Mitigating operational risk
Risk mitigation is a formal strategy to reduce the likelihood and frequency of negative events. In other words, it is the practice you use to manage the risks. Each operational category should have a formal process of imagining what types of negative events and losses could occur and what efforts could be put in place to prevent them. A basic set of questions can help guide the process. Those include:
· What documentation is required? Where is it kept? By whom? For how long? In what location? Who has access to it?
· What policies, procedures, practices, and forms have been developed? What information is required to be on the forms. Who determines policies and procedures? How frequently are they reviewed & revised?
· What is the tracking mechanism to identify when incidents or events have occurred where there was not clarity on the expected response? How are those issues resolved? How and who follows up?

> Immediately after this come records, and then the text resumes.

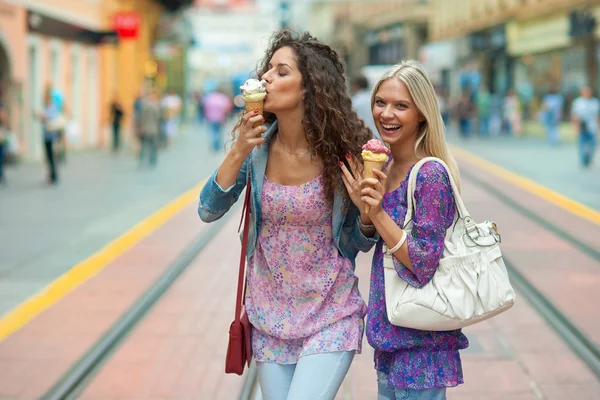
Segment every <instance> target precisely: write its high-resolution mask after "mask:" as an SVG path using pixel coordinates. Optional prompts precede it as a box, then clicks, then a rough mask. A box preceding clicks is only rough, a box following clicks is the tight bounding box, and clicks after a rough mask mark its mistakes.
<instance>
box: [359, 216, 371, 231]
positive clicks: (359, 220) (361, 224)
mask: <svg viewBox="0 0 600 400" xmlns="http://www.w3.org/2000/svg"><path fill="white" fill-rule="evenodd" d="M357 218H358V226H360V227H361V228H362V229H375V225H365V224H363V223H362V221H361V220H360V215H359V216H358V217H357Z"/></svg>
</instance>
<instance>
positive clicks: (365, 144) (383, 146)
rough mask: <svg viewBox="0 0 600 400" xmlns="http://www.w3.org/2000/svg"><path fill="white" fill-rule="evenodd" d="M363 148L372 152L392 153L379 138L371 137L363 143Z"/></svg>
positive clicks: (368, 150)
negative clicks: (373, 137)
mask: <svg viewBox="0 0 600 400" xmlns="http://www.w3.org/2000/svg"><path fill="white" fill-rule="evenodd" d="M363 150H366V151H370V152H371V153H385V154H387V155H389V154H390V149H388V148H387V147H386V146H385V145H384V144H383V143H382V142H381V141H380V140H377V139H371V140H369V141H368V142H367V143H365V144H363Z"/></svg>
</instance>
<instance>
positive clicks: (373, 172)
mask: <svg viewBox="0 0 600 400" xmlns="http://www.w3.org/2000/svg"><path fill="white" fill-rule="evenodd" d="M384 164H385V161H363V166H364V167H365V170H364V172H363V176H364V177H365V178H375V179H377V176H376V175H375V173H374V172H373V170H374V169H378V170H380V171H381V168H383V165H384Z"/></svg>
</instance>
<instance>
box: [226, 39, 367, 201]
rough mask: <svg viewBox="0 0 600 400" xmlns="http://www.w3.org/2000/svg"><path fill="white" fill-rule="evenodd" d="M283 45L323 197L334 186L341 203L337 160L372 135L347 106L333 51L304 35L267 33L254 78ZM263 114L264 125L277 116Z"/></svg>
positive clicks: (342, 74) (354, 148) (335, 54)
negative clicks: (298, 94)
mask: <svg viewBox="0 0 600 400" xmlns="http://www.w3.org/2000/svg"><path fill="white" fill-rule="evenodd" d="M283 47H289V48H290V49H292V51H293V53H294V55H295V57H296V64H297V65H298V69H299V71H300V73H301V74H302V89H303V91H304V107H305V113H304V119H303V120H302V125H303V127H304V131H305V133H306V140H307V142H308V148H309V150H310V151H311V154H312V155H313V157H314V156H317V157H320V159H321V162H322V163H323V180H324V183H325V193H326V195H327V198H328V199H330V200H332V199H333V195H334V192H335V190H338V189H339V190H340V191H341V193H342V195H343V196H344V199H345V200H346V201H347V200H348V194H347V192H346V190H345V189H344V188H343V184H342V180H341V178H340V167H339V162H340V161H342V162H344V160H345V159H346V157H345V155H346V154H351V155H353V156H356V157H359V155H360V153H361V151H362V145H363V144H364V143H366V142H367V141H368V140H369V139H371V138H372V133H371V131H370V130H369V128H367V126H366V125H365V123H364V122H363V120H362V119H360V118H359V117H358V115H357V114H356V112H355V111H354V110H353V108H352V100H351V98H350V95H349V93H348V89H347V87H346V78H345V76H344V65H343V63H342V61H341V59H340V57H339V56H338V54H337V53H336V52H335V50H333V49H332V48H331V47H329V46H328V45H326V44H324V43H322V42H320V41H319V40H318V39H317V38H315V37H313V36H312V35H310V33H308V32H303V33H296V32H294V31H292V30H289V29H283V30H280V31H277V32H275V33H274V34H273V36H272V37H271V41H270V44H269V47H268V49H267V51H266V54H265V57H264V58H263V60H262V61H260V62H259V65H258V69H257V71H256V76H257V77H259V78H260V77H262V76H263V75H264V74H265V73H266V72H267V71H268V70H269V68H268V64H269V62H270V61H271V59H272V58H273V54H275V52H276V51H277V50H279V49H281V48H283ZM264 117H265V119H266V121H267V123H273V122H274V121H276V119H277V117H276V116H275V115H274V114H272V113H268V112H265V113H264ZM236 128H237V126H236ZM235 130H237V129H234V131H235ZM359 159H360V158H359Z"/></svg>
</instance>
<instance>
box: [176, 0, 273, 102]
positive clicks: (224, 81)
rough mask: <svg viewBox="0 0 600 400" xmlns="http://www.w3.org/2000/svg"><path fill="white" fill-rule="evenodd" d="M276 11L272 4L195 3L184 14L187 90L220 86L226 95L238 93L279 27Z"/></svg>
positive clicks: (217, 1)
mask: <svg viewBox="0 0 600 400" xmlns="http://www.w3.org/2000/svg"><path fill="white" fill-rule="evenodd" d="M278 11H279V2H274V1H261V0H258V1H254V0H252V1H250V0H245V1H244V0H221V1H218V0H197V1H196V2H195V3H194V7H192V8H190V9H189V10H188V11H187V12H186V18H187V19H188V20H189V24H190V25H191V26H192V29H193V47H191V48H190V49H189V50H188V68H189V71H188V73H189V82H190V84H189V87H190V88H191V89H193V90H202V91H203V92H208V91H212V90H214V89H215V88H216V87H217V86H220V87H221V88H222V89H223V90H224V91H225V92H226V93H228V94H230V95H236V94H239V86H240V85H241V84H243V82H244V81H245V80H246V79H247V78H248V77H250V75H251V74H252V72H253V71H254V70H255V69H256V66H257V63H258V61H259V60H261V59H262V58H263V57H264V51H265V49H266V46H267V44H268V40H269V37H270V36H271V34H272V33H273V31H275V30H276V29H278V28H279V24H280V19H279V17H278Z"/></svg>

· How do the expectations of policies and procedures get communicated to all staff and by what forms of communication? Where and how is this being documented?
Managing operational risk
Managing operational risk is about minimizing impact. Measuring the impact is a prospective and reactive set of activities designed to reduce the likelihood or severity of impact. There is no “one size fits all” type of impact assessment. The need to test the mitigation efforts in multiple ways and evaluate the outcomes to ensure they are robust is critical. Basic options that are available include:
· Simulation practice- where actual individuals’ response and process can be tested are extremely valuable.
· Tests – we often train and explain expectations to staff, but we much less frequently test them on whether they absorb the material. Even basic testing can be helpful for reinforcing and evaluating the mitigation efforts and categories.
· Spot audits – going out and checking to see if individuals are doing what they are supposed to is a straightforward way to evaluate understanding of the mitigation expectations and compliance with the requirements.
· Third party audits – integration of systemic audits by outside parties can be an effective way to remove organizational biases that might understate the strengths or weaknesses of practices. ·
Advisory committee– Creating a diverse committee of team members allows for a team approach and valuable information to be shared on matters that directly affect the operation.
· Premortems – this is a technique first popularized by Professor Gary Klein. In short, the process is to assume, before you have started something, that what you have done has failed. Documenting the story of why the effort failed can expose weaknesses in the design of the effort that can be addressed before they become a vulnerability. This article provides the needed details and explanation of the premortem technique.
Understanding that risk is not just an insurance problem and embracing risk management will increase safety and improve service for the students. It is necessary to be creative and open minded because it is a lack of imagination that is the most limiting constraint in risk identification and mitigation. Finally, we must be prepared to test, retest, and test again. Identifying, Mitigating, and Managing risk with regular evaluation; clear and concise record keeping, thorough training and documentation is the pathway to success.